The separation issue aside, there must be some limits on what the government finances. What if a white identity "church" comes to a government agency and shows with very good empirical data that they’ve got the best drug- and teen-pregnancy program in this city? All of us who are sympathetic to the work of faith-based groups have to confront that question.

Wallis: How much of a factor will religion be in this election?

Dionne: The candidates are, for the most part, talking about this in an explicit way. The organized religious conservatives, specifically the Christian Coalition, are less powerful. So religion is playing a very important role in the campaign dialogue, but it might play a marginally smaller role in the actual vote. You may see people not voting their religious identities as much as in recent elections. Yet you will have more explicit public discussion of the faith-based institutions.

Wallis: Does the issue help Democrats more or Republicans? Who does it hurt?

Dionne: A Republican I know, somebody very sympathetic personally to the work of the faith-based groups, said that this is a great issue because it allows Republicans to look compassionate and Democrats to look like they’re not secular enemies of religion. It’s not cynical, just politically realistic, that each side gets something out of this issue.

Wallis: Do you see differences in what the partnership between government and faith-based organizations might be if Bush wins or Gore wins or Bradley wins?

Dionne: Speaking as a journalist, one of the very interesting questions we are going to have to ask is, How will this play out? Because if you are Bush or if you are Gore, you probably want to answer as few of those questions as you possibly can. Each has crafted a position on this issue where they seek to gain as much as they can on either side of this question. Some of these things are easy enough. For example, fiddling with the tax code to provide more opportunities for giving, that is not so complicated—although there is actually a very interesting subquestion there. People tend to give to charities closest to them, and what you really want is to have people in the wealthier neighborhoods contribute to the work that’s going on in the poorer neighborhoods. So even the tax stuff is going to be tricky. In the end they both may, whether they like it or not, end up helping many of the same kinds of groups.

Mark Chavez at Arizona State has done a survey of many of the churches.
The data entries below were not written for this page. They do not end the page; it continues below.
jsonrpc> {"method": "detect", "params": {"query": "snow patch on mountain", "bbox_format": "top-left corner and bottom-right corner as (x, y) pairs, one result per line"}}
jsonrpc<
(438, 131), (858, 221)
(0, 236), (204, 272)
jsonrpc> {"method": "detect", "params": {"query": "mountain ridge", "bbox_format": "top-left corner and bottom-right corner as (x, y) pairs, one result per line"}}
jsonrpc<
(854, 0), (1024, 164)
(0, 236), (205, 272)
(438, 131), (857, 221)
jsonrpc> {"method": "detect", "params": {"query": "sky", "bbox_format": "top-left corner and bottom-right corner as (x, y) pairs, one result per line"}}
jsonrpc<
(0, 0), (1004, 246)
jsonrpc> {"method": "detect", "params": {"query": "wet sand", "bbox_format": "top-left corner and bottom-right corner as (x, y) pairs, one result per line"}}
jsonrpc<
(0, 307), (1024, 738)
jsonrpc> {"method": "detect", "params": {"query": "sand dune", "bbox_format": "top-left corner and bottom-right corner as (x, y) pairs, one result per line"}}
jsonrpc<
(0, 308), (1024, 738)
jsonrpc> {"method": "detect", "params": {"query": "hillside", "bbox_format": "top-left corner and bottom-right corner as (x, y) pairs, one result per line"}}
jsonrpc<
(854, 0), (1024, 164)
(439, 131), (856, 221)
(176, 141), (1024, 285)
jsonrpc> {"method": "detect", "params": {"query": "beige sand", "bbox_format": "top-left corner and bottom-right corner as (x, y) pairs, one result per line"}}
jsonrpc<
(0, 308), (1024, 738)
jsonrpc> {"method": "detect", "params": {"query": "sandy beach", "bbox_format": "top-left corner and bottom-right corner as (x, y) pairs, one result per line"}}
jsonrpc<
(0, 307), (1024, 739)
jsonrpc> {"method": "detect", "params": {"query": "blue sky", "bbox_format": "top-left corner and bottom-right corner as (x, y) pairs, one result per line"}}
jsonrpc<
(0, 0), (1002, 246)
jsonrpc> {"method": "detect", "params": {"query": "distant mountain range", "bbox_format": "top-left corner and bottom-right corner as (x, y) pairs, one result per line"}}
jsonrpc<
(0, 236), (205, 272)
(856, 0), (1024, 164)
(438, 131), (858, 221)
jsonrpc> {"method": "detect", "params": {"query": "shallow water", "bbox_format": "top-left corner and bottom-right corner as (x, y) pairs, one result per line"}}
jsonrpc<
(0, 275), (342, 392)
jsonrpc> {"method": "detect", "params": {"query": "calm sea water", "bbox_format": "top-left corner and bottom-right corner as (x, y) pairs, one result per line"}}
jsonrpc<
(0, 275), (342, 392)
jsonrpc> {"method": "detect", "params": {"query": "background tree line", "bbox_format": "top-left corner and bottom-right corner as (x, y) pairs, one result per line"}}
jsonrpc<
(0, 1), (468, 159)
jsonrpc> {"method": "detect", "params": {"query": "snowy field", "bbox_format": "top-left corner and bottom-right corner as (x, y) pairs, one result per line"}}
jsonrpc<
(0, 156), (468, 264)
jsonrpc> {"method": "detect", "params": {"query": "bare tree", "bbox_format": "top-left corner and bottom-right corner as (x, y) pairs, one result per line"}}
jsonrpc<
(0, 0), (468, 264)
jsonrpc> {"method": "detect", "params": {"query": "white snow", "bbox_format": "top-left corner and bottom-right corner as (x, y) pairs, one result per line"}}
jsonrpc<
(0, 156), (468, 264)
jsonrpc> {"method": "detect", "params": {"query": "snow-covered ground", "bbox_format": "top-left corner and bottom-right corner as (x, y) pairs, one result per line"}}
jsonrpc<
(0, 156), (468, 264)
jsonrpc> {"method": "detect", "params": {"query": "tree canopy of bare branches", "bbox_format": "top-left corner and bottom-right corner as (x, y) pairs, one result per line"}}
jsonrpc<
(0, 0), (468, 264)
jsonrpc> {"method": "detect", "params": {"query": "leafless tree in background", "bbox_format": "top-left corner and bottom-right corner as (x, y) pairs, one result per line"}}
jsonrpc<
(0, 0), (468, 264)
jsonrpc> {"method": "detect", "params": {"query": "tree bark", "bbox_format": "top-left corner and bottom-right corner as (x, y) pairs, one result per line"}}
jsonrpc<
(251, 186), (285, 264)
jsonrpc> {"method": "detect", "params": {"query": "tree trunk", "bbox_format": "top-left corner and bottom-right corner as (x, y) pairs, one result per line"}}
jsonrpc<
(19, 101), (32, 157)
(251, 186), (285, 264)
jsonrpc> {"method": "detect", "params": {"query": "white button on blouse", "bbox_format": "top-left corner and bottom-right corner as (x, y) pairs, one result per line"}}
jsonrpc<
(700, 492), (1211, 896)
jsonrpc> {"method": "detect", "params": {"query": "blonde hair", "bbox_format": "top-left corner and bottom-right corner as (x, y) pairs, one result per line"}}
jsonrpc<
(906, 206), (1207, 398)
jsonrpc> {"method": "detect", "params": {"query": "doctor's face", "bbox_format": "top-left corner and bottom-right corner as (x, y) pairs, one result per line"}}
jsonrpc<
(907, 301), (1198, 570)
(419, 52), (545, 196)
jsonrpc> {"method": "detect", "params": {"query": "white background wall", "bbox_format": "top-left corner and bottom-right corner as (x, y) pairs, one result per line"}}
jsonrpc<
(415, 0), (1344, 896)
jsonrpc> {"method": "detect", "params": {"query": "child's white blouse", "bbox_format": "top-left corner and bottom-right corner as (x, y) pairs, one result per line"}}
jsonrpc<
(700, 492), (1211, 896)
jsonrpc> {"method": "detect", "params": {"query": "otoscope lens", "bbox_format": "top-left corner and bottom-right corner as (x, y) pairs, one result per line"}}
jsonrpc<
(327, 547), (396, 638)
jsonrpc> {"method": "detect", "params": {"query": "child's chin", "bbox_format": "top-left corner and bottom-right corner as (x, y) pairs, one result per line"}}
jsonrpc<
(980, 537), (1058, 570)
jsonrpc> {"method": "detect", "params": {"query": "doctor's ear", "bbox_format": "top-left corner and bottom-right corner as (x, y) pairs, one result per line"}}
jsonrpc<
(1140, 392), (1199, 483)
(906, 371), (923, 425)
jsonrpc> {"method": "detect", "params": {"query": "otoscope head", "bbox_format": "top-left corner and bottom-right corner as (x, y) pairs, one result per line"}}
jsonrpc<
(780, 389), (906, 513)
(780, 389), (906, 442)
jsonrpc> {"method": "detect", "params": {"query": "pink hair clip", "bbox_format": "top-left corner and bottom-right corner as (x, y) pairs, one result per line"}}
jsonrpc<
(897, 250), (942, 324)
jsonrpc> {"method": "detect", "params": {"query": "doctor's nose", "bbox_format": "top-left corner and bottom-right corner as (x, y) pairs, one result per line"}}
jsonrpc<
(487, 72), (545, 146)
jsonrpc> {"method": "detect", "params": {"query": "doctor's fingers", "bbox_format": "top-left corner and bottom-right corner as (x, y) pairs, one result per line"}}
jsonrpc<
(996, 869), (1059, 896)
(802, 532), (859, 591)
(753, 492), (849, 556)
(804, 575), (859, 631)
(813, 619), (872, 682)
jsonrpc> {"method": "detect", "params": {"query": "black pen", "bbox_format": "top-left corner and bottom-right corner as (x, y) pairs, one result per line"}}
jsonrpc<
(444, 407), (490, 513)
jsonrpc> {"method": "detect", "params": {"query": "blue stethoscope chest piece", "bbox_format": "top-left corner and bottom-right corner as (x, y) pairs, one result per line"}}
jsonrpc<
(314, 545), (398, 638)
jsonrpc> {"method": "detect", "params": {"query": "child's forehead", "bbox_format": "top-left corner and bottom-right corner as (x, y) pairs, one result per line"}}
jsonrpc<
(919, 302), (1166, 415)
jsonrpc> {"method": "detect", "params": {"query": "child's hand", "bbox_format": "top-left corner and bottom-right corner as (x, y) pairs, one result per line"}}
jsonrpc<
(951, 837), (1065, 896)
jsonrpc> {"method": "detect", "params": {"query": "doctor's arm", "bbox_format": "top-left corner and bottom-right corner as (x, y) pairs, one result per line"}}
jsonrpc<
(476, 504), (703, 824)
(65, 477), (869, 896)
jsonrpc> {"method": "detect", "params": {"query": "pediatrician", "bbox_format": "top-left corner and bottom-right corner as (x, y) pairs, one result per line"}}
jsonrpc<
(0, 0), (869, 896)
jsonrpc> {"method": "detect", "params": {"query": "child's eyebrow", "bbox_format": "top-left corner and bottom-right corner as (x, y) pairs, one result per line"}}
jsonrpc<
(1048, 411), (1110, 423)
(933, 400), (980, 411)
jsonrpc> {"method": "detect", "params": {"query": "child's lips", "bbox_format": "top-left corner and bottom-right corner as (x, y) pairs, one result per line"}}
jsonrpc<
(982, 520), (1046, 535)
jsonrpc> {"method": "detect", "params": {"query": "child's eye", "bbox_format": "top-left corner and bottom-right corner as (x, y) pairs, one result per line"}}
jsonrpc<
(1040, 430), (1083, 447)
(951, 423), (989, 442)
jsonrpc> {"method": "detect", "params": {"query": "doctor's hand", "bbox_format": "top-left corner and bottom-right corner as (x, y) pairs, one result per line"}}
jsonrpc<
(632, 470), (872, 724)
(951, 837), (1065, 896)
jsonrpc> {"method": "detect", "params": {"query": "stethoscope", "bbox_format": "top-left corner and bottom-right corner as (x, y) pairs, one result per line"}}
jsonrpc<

The more modern or liberal churches want to take advantage of charitable choice, not the conservative churches. I joked once with a conservative friend who worked very hard on charitable choice, "Gee, you’ve created this big program for liberal churches. You’re going to be happy with the result you’re going to get out of it." The more liberal churches were more attuned to getting into government in the first place. That’s certainly true of the African-American church. They were doing the work that needed to be done. A lot of the conservative churches may also be in areas that are somewhat wealthier and don’t necessarily need the social service work that the poorer churches do. I don’t say that critically of the conservative church. That’s a sociological fact.

The prophetic interrogators will probably want to make sure that if it’s Bush who’s doing this, this doesn’t become a political program where the money goes to only the friendliest churches. If Gore is doing this, the prophetic interrogators will want to make sure that this all doesn’t get tied up in bureaucratic knots where people who really don’t like this idea end up administrating it and very little happens. There’ll be good questions to ask either of them if they’re elected.